Today, much of that is changing.
What we are experiencing, Levant said, is an explosion in different ways to be a father. Because of divorce, something that rarely occurred in the ’50s and ’60s, there are now stepdads, dads who share custody with their ex-wives, and many other family dynamics.
“I think what is most interesting is the stay-at-home-father, because the structure is very similar to the ’50s and ’60s family, though the roles are reversed,” said Levant.
A new report, released this month, shows that fathers who don’t work outside the home rose from 1.1 million in 1989 to 2 million in 2012. Many of those had to stay home because of illness, but others are men who embrace their wives’ desire to work and would rather be the main caregiver. That number is expected to increase. In fact, Levant estimates that in 20 years, that number will increase tenfold, to 20 million stay-at-home fathers.

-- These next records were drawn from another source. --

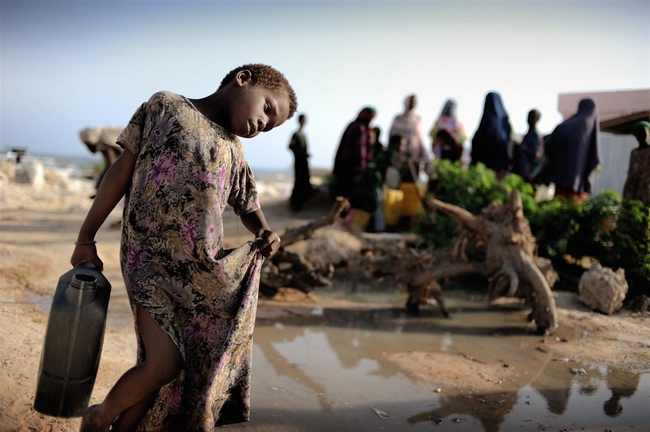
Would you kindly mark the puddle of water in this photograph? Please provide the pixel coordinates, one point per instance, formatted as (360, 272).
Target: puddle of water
(330, 372)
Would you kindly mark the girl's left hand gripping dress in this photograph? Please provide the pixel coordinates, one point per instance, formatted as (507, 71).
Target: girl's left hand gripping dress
(187, 170)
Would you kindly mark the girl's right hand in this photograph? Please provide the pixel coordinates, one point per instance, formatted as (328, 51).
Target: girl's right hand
(86, 253)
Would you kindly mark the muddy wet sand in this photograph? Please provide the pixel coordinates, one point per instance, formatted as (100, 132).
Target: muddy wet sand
(348, 358)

That is a “dramatic change from the way things were in the ’50s and ’60s. And a dramatic change in terms of what it means to be a man,” said Levant, who was head of the Boston University Fatherhood Project between 1983 and 1988, a program designed to teach parent education to fathers.
The doctor’s husband
Phil and Diana Brewster of Jackson Township have flipped roles and couldn’t be happier.
They have two children, Zoe, 8, and Zane, 5, and are expecting their third on Valentine’s Day. She’s a doctor, the solo practitioner at Brewster Family Wellness in Jackson Township. Phil, a bright guy who used to hold a management position at a plastics factory, is considering a PhD in psychology and counseling in the future. But right now, he’s enjoying time at home with the kids.
“I found being home with my children to be an opportunity which I couldn’t pass up,” said Phil, 37. “Over the years, I’ve really had to adapt how I see things to suit this constantly changing role. I no longer provide financially for my family, but rather provide support in every way I can so that they can concentrate on being the best ‘them’ that they can be … What it’s meant to me is … I’m actually there for them whenever they need me — for whatever it is that they need at any given time.”
The Brewsters acknowledge that the role reversal hasn’t always been easy. It has meant a lot of hard work and communicating to get through issues over the years.
“We are in a beautiful place in our marriage now,” said Diana, 39. “I built my practice with tireless support of my husband. I feel that I owe much of my success to the support. I have to work long hours, often 60-plus hours a week, and I can do this only because I know our children are home with someone who loves them as much as I do.”
Phil and Diana agree that his being home with the kids has had a huge impact on the children. They see the world; they don’t see the strict, cut-and-dried gender roles that society has imposed for most of history.
“They’ve come to recognize that ‘normal’ just doesn’t work for everybody, and often ‘normal’ can’t really be described,” Phil explained. “For them, I am not just a stay-at-home dad or a provider; I’m the one who kisses the boo-boos and puts on the Band-Aids. I’m the one who feeds them, bathes them, helps them with difficult homework, provides a shoulder to cry on, and always has a hug when one is needed. In the long run, as they grow I think that we will have a much closer and more open relationship than we could have had otherwise.”
For Diana, her sweetheart, who has selflessly put his career on hold, is the family’s teacher, caretaker, comedian, mechanic, landscaper and support.
“We do love and appreciate him so much.”
What a couple of lucky kids. When so many children have no one who cares for them, Zoe and Zane have two extraordinary parents.
And to all dads, Happy Father’s Day.